Genome Assembly Pipeline: LINKS

Intro

From its Git Repo

LINKS is a scalable genomics application for scaffolding or re-scaffolding genome assembly drafts with long reads, such as those produced by Oxford Nanopore Technologies Ltd and Pacific Biosciences. It provides a generic alignment-free framework for scaffolding and can work on any sequences. It is versatile and supports not only long sequences as a source of long-range information, but also MPET pairs and linked-reads, such as those from the 10X Genomics GemCode and Chromium platform, via ARCS (http://www.bcgsc.ca/platform/bioinfo/software/arcs). Fill gaps in LINKS-derived scaffolds using Sealer (http://www.bcgsc.ca/platform/bioinfo/software/sealer).

Its paper:

Warren RL, Yang C, Vandervalk BP, Behsaz B, Lagman A, Jones SJM, Birol I. LINKS: Scalable, alignment-free scaffolding of draft genomes with long reads.

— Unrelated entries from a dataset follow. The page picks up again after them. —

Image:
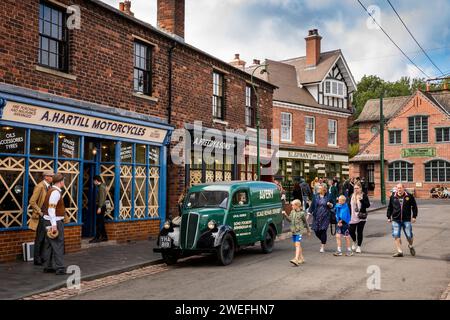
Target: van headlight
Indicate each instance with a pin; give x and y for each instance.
(167, 225)
(211, 225)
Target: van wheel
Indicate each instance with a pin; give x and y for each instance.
(269, 240)
(225, 252)
(170, 258)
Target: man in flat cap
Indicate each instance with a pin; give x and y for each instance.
(53, 210)
(37, 219)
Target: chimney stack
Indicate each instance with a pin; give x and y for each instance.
(313, 48)
(237, 62)
(170, 16)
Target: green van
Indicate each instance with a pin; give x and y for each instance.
(220, 218)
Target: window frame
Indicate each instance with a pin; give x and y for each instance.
(218, 109)
(62, 44)
(413, 129)
(335, 132)
(147, 71)
(313, 129)
(283, 120)
(394, 134)
(405, 171)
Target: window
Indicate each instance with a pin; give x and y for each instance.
(335, 88)
(249, 109)
(395, 137)
(142, 68)
(400, 171)
(332, 132)
(286, 126)
(310, 130)
(418, 129)
(437, 171)
(442, 134)
(53, 48)
(218, 96)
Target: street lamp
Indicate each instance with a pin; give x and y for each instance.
(263, 70)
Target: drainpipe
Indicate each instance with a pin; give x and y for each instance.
(169, 119)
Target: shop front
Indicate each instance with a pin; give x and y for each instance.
(295, 164)
(129, 155)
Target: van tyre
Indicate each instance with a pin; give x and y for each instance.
(225, 252)
(269, 240)
(170, 258)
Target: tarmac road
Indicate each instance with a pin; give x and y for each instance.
(253, 275)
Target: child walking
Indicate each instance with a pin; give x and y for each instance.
(297, 218)
(343, 219)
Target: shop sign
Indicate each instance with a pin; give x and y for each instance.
(312, 156)
(24, 113)
(419, 152)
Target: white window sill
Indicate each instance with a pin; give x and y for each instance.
(56, 73)
(225, 123)
(144, 96)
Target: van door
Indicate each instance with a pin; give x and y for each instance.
(242, 217)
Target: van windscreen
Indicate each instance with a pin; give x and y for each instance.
(210, 199)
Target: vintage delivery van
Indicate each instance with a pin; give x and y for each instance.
(220, 218)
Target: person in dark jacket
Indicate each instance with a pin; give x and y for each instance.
(321, 209)
(401, 212)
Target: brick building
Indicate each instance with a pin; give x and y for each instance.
(311, 110)
(416, 143)
(103, 99)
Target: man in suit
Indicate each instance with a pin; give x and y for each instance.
(37, 221)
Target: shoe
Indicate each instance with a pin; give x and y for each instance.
(49, 270)
(61, 272)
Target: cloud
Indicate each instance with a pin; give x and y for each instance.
(276, 29)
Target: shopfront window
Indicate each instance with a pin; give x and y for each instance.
(12, 140)
(41, 143)
(68, 146)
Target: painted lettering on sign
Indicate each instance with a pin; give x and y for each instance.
(266, 194)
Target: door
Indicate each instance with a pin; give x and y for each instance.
(244, 223)
(88, 228)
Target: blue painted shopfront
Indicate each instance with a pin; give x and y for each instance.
(134, 170)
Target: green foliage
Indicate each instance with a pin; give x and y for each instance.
(353, 149)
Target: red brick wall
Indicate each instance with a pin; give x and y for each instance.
(321, 138)
(11, 242)
(132, 230)
(419, 105)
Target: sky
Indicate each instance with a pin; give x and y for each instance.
(275, 29)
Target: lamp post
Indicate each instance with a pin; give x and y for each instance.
(258, 156)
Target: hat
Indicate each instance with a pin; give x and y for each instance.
(58, 178)
(48, 173)
(52, 234)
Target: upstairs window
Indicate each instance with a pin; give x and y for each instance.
(335, 88)
(53, 44)
(418, 129)
(218, 96)
(142, 68)
(249, 108)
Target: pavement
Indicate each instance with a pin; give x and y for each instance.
(21, 279)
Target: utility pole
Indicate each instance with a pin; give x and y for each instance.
(382, 182)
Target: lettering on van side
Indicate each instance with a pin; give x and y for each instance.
(266, 194)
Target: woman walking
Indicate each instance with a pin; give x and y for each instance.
(321, 210)
(359, 203)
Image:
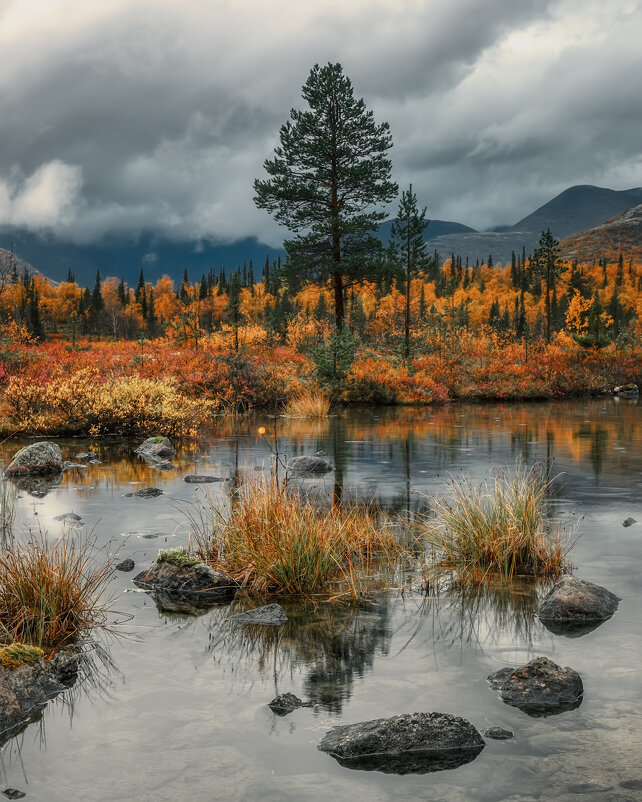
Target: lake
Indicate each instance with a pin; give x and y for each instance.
(175, 706)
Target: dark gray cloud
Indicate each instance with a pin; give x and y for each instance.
(157, 114)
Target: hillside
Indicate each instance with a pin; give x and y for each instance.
(622, 233)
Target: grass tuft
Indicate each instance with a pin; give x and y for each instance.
(49, 594)
(308, 405)
(274, 540)
(18, 654)
(497, 528)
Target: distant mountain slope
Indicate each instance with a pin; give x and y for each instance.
(622, 233)
(576, 209)
(124, 257)
(579, 208)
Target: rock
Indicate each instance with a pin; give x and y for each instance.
(196, 479)
(36, 459)
(24, 691)
(627, 390)
(497, 733)
(269, 615)
(573, 606)
(146, 492)
(197, 585)
(286, 703)
(410, 743)
(540, 688)
(155, 448)
(308, 464)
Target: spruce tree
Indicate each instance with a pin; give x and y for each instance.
(328, 174)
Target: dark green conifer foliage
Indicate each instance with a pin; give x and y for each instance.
(409, 248)
(328, 173)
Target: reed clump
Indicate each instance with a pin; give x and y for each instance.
(308, 405)
(497, 528)
(49, 593)
(274, 540)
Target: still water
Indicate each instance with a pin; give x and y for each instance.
(177, 706)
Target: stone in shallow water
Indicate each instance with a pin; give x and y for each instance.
(540, 688)
(415, 743)
(573, 606)
(268, 615)
(497, 733)
(286, 703)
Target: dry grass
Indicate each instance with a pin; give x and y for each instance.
(49, 594)
(308, 405)
(498, 528)
(273, 540)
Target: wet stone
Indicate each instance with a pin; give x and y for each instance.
(286, 703)
(412, 743)
(497, 733)
(540, 688)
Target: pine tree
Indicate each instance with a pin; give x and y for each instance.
(409, 248)
(328, 173)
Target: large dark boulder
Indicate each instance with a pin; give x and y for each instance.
(415, 743)
(36, 460)
(25, 690)
(573, 606)
(307, 464)
(156, 448)
(184, 587)
(540, 688)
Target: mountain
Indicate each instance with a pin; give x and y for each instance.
(622, 233)
(576, 209)
(125, 258)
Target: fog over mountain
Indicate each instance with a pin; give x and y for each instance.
(151, 119)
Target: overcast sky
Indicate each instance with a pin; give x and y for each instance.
(124, 115)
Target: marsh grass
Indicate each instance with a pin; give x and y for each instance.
(499, 528)
(273, 540)
(50, 593)
(308, 405)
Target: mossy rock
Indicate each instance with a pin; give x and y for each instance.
(18, 654)
(178, 557)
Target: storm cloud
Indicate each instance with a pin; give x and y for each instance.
(121, 117)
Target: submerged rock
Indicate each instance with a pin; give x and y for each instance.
(268, 615)
(196, 479)
(195, 585)
(573, 606)
(146, 492)
(155, 448)
(286, 703)
(540, 688)
(25, 690)
(497, 733)
(410, 743)
(307, 464)
(36, 459)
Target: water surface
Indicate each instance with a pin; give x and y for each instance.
(179, 709)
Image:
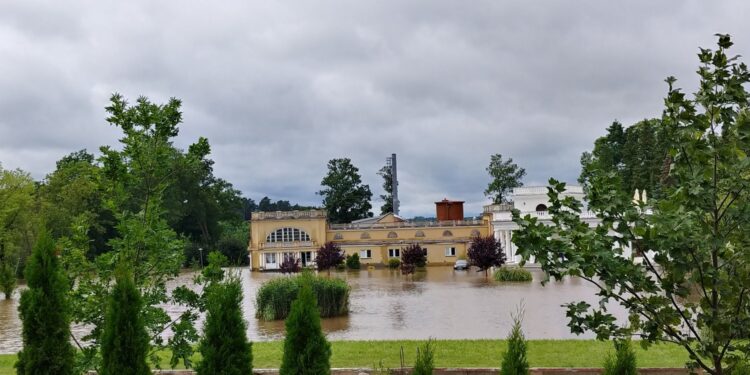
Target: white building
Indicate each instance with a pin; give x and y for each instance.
(532, 201)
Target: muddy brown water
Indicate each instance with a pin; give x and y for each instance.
(384, 305)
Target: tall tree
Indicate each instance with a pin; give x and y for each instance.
(306, 350)
(692, 286)
(506, 175)
(45, 313)
(345, 197)
(135, 179)
(387, 198)
(18, 225)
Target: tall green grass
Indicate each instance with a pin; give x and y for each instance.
(274, 298)
(512, 274)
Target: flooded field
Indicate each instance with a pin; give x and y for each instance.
(439, 303)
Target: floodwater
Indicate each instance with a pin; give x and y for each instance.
(439, 303)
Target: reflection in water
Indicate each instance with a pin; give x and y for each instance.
(440, 303)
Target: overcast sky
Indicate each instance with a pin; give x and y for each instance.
(280, 87)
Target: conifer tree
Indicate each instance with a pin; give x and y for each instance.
(44, 311)
(306, 350)
(224, 347)
(514, 360)
(125, 343)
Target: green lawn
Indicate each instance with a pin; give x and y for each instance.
(459, 353)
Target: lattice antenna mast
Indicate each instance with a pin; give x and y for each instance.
(391, 162)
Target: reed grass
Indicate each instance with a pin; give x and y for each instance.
(274, 298)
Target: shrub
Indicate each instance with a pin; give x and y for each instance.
(306, 350)
(412, 257)
(44, 312)
(329, 256)
(290, 265)
(623, 362)
(514, 359)
(512, 274)
(352, 262)
(124, 342)
(274, 298)
(425, 359)
(394, 263)
(235, 250)
(224, 347)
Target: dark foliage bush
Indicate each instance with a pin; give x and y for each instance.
(329, 256)
(274, 298)
(623, 362)
(124, 342)
(352, 262)
(306, 350)
(45, 312)
(224, 348)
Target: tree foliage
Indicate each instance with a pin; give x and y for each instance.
(413, 256)
(345, 197)
(635, 156)
(306, 350)
(485, 252)
(692, 286)
(44, 311)
(506, 176)
(125, 343)
(329, 256)
(224, 346)
(387, 174)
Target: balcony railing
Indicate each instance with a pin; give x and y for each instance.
(408, 224)
(279, 215)
(276, 245)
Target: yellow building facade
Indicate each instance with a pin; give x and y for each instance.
(276, 236)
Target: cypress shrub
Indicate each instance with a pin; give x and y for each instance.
(274, 298)
(306, 350)
(623, 362)
(124, 342)
(45, 312)
(425, 359)
(512, 274)
(224, 348)
(514, 360)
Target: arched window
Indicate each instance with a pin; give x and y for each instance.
(288, 235)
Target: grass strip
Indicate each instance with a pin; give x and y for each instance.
(456, 353)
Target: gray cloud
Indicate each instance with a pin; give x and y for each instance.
(280, 88)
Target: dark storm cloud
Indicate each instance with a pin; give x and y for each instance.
(281, 88)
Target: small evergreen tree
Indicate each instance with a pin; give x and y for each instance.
(306, 350)
(514, 360)
(44, 311)
(623, 362)
(425, 359)
(224, 347)
(124, 342)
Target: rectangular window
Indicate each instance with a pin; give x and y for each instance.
(365, 254)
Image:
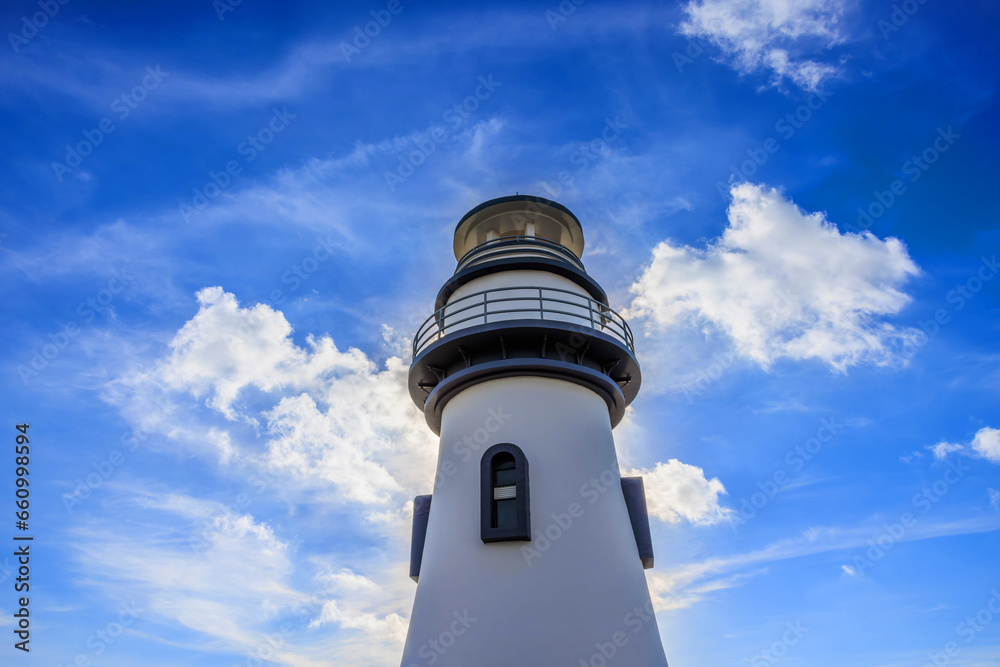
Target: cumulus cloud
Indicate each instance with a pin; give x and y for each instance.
(781, 283)
(676, 491)
(770, 34)
(942, 449)
(239, 585)
(985, 445)
(329, 416)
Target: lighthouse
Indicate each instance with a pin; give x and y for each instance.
(530, 550)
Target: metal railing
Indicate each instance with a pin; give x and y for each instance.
(522, 303)
(504, 243)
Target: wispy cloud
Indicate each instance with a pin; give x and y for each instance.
(771, 35)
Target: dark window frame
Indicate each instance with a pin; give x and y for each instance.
(521, 530)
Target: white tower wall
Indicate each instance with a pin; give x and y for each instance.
(580, 576)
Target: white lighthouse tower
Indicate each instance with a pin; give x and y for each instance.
(531, 549)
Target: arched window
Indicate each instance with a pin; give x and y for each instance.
(504, 495)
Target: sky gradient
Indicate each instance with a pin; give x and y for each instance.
(220, 223)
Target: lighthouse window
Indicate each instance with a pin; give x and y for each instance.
(504, 481)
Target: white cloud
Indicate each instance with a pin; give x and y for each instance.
(238, 585)
(942, 449)
(676, 491)
(985, 445)
(770, 34)
(781, 283)
(330, 416)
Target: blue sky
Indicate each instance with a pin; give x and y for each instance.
(220, 223)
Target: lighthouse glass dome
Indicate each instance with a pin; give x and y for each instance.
(530, 219)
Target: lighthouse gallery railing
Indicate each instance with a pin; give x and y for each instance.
(515, 303)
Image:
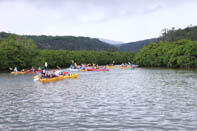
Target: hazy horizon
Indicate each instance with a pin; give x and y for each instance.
(117, 20)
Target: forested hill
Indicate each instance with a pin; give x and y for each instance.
(67, 42)
(136, 46)
(170, 35)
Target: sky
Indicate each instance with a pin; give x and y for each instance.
(118, 20)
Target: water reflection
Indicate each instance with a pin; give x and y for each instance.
(141, 99)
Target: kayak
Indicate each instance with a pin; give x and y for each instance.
(52, 79)
(33, 72)
(125, 67)
(97, 69)
(17, 72)
(73, 76)
(74, 69)
(111, 67)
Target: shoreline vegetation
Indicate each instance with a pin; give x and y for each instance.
(22, 53)
(174, 49)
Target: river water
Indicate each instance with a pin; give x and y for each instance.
(120, 99)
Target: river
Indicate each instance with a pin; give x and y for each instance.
(120, 99)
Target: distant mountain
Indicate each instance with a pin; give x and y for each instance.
(67, 42)
(136, 46)
(114, 43)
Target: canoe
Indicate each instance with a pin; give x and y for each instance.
(74, 69)
(53, 79)
(110, 67)
(18, 72)
(73, 76)
(97, 69)
(125, 67)
(32, 72)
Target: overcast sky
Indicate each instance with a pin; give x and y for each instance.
(119, 20)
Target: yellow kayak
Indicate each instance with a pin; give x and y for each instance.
(73, 76)
(18, 72)
(111, 67)
(125, 67)
(52, 79)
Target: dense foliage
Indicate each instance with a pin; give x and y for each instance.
(17, 51)
(23, 53)
(179, 54)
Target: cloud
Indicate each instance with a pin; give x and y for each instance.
(96, 10)
(114, 19)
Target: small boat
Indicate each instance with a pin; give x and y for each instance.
(18, 72)
(53, 79)
(33, 72)
(125, 67)
(73, 76)
(110, 67)
(97, 69)
(74, 69)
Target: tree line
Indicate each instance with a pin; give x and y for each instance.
(178, 54)
(22, 52)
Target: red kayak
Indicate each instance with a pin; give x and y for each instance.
(97, 69)
(33, 72)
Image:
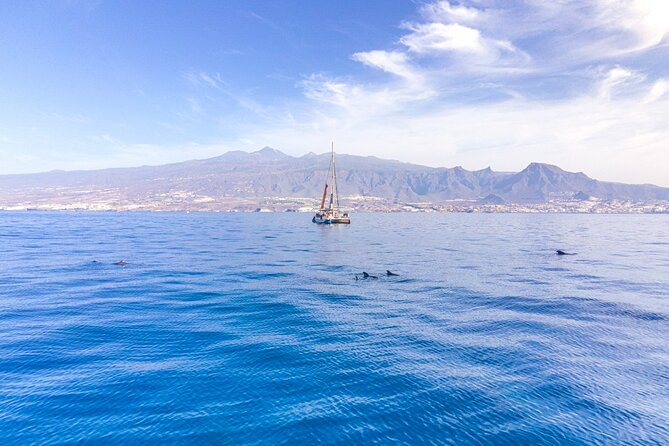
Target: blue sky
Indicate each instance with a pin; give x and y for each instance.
(581, 84)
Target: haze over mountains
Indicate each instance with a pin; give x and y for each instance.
(227, 181)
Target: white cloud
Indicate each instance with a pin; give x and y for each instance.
(393, 62)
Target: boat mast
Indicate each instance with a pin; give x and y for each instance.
(334, 187)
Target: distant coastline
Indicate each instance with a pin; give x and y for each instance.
(271, 181)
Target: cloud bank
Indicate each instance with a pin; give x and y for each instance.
(575, 83)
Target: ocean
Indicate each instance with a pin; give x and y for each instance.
(251, 329)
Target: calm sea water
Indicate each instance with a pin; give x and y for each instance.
(250, 329)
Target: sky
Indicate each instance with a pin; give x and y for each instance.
(582, 84)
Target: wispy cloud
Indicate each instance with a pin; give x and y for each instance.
(601, 113)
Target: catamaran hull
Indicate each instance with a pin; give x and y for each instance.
(332, 221)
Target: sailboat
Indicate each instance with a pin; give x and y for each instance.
(331, 214)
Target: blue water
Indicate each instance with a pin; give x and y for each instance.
(250, 329)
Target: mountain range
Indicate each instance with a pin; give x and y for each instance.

GigaScience. 2015;4:35. doi:10.1186/s13742-015-0076-3

My feelings:

  • easy to use
  • support scaffolding and re-scaffolding
  • fast
  • comparatively good results (at least in my case, compared to BESST and OPERA-LG)
  • huge RAM consumption

General usage

Install

Dowload the latest version from its release page.

1
2
3
4
5
6
7
8
# decompress
tar -zxvf links_v1-8-6.tar.gz; cd links_v1.8.6

# build BloomFilter PERL module
cd lib/bloomfilter/swig
swig -Wall -c++ -perl5 BloomFilter.i
g++ -c BloomFilter_wrap.cxx -I/usr/lib64/perl5/CORE -fPIC -Dbool=char -O3
g++ -Wall -shared BloomFilter_wrap.o -o BloomFilter.so -O3

Parameter setting

Here gives a general description of the way LINKS works.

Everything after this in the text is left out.